For all my lack of enthusiasm for the Hayes Society, it is my belief that this particular pronouncement at least was founded on a significant truth. If one looks at these persons we agree are ‘great’ butlers, if one looks at, say, Mr Marshall or Mr Lane, it does seem to me that the factor which distinguishes them from those butlers who are merely extremely competent is most closely captured by this word ‘dignity’.

Of course, this merely begs the further question: of what is ‘dignity’ comprised? And it was on this point that the likes of Mr Graham and I had some of our most interesting debates. Mr Graham would always take the view that this ‘dignity’ was something like a woman’s beauty and it was thus pointless to attempt to analyse it. I, on the other hand, held the opinion that to draw such a parallel tended to demean the ‘dignity’ of the likes of Mr Marshall.
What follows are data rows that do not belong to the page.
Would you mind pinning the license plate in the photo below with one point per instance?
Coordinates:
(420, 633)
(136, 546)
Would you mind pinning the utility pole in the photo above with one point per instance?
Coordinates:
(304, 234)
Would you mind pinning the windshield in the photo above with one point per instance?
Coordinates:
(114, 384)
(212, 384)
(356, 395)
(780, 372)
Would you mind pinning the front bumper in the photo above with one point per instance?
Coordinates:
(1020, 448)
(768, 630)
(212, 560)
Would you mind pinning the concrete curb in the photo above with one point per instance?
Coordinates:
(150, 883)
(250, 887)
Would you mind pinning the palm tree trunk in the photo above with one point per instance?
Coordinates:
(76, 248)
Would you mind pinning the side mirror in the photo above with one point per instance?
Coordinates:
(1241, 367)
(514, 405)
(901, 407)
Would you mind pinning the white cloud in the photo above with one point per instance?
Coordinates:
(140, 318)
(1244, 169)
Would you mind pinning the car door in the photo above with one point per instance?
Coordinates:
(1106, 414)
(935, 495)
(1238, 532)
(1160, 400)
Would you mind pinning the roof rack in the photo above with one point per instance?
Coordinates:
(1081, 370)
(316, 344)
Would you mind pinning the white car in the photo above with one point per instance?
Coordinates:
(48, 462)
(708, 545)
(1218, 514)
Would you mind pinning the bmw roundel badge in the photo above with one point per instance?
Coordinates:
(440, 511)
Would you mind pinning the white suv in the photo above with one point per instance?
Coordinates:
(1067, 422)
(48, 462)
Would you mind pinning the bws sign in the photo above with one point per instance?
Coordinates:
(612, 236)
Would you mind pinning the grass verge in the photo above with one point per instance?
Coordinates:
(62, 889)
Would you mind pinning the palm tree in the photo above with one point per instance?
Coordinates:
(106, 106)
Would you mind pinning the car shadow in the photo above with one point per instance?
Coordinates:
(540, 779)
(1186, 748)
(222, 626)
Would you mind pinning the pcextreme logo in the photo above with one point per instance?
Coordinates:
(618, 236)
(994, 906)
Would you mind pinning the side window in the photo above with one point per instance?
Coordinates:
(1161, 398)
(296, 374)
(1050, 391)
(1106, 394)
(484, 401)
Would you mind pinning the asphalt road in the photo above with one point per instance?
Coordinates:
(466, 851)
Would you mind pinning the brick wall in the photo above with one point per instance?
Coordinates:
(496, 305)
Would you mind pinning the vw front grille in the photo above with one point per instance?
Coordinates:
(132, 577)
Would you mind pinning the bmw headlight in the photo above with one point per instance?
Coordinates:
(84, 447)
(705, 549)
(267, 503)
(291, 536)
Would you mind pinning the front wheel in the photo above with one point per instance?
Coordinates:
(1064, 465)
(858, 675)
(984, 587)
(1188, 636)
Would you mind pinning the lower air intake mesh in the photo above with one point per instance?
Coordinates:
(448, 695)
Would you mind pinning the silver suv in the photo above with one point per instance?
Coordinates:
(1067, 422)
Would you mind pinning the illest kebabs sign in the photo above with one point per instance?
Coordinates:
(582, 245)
Moreover, my main objection to Mr Graham’s analogy was the implication that this ‘dignity’ was something one possessed or did not by a fluke of nature; and if one did not self-evidently have it, to strive after it would be as futile as an ugly woman trying to make herself beautiful. Now while I would accept that the majority of butlers may well discover ultimately that they do not have the capacity for it, I believe strongly that this ‘dignity’ is something one can meaningfully strive for throughout one’s career. Those ‘great’ butlers like Mr Marshall who have it, I am sure, acquired it over many years of self-training and the careful absorbing of experience. In my view, then, it was rather defeatist from a vocational standpoint to adopt a stance like Mr Graham’s.

In any case, for all Mr Graham’s scepticism, I can remember he and I spending many evenings trying to put our fingers on the constitution of this ‘dignity’. We never came to any agreement, but I can say for my part that I developed fairly firm ideas of my own on the matter during the course of such discussions, and they are by and large the beliefs I still hold today. I would like, if I may, to try and say here what I think this ‘dignity’ to be.

You will not dispute, I presume, that Mr Marshall of Charleville House and Mr Lane of Bridewood have been the two great butlers of recent times. Perhaps you might be persuaded that Mr Henderson of Branbury Castle also falls into this rare category. But you may think me merely biased if I say that my own father could in many ways be considered to rank with such men, and that his career is the one I have always scrutinized for a definition of ‘dignity’. Yet it is my firm conviction that at the peak of his career at Loughborough House, my father was indeed the embodiment of ‘dignity’.